Die erste Testfahrt fand im September in Deutschland statt. Der Fokus lag auf der Beurteilung des spezifischen Fahrverhaltens auf Autobahnen und in Stau-Situationen. Auf der zweiten Etappe im Oktober bewältigte die automatisierte S‑Klasse den extrem dichten Verkehrsfluss in der chinesischen Millionenmetropole Shanghai und sammelte Informationen über Merkmale wie spurabhängige Geschwindigkeitsbegrenzungen und Spurmarkierungen mit mehreren Bedeutungen. Im November stellte sich die S‑Klasse automatisiert den Besonderheiten des Straßenverkehrs in Australien. Die Testfahrten von Sydney nach Melbourne und im dortigen Stadtverkehr konzentrierten sich auf die Validierung des aktuellen, digitalen Kartenmaterials von Here Maps und der Erkennung von landesspezifischen Verkehrsschildern wie den elektronischen Geschwindigkeitsanzeigen mit variablen Tempolimits und dem weltweit einzigartigen „Hook Turn“-Schild zum Rechtsabbiegen über Straßenbahngleise in Melbourne. Der Fokus der vierten Etappe im Dezember in Südafrika lag auf der Fußgängererkennung in vielen ungewohnten Situationen im dichten Stadtverkehr und auf Landstraßen sowie auf der Validierung des digitalen Kartenmaterials von Here Maps.

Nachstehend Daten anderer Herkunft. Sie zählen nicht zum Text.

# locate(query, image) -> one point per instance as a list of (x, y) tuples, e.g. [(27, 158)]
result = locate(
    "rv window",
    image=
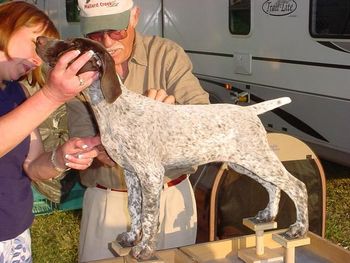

Auf dem Weg zum autonomen Fahren

Autonomes Fahren ist eines der vier strategischen Zukunftsfelder, die unter dem Akronym CASE integraler Bestandteil der Unternehmensstrategie der Daimler AG sind. CASE steht für Vernetzung (Connected), autonomes Fahren (Autonomous), flexible Nutzung (Shared & Services) und elektrische Antriebe (Electric). Ziel ist es, durch intelligente Verzahnung aller vier CASE-Themen eine intuitive Mobilität für die Kunden zu gestalten.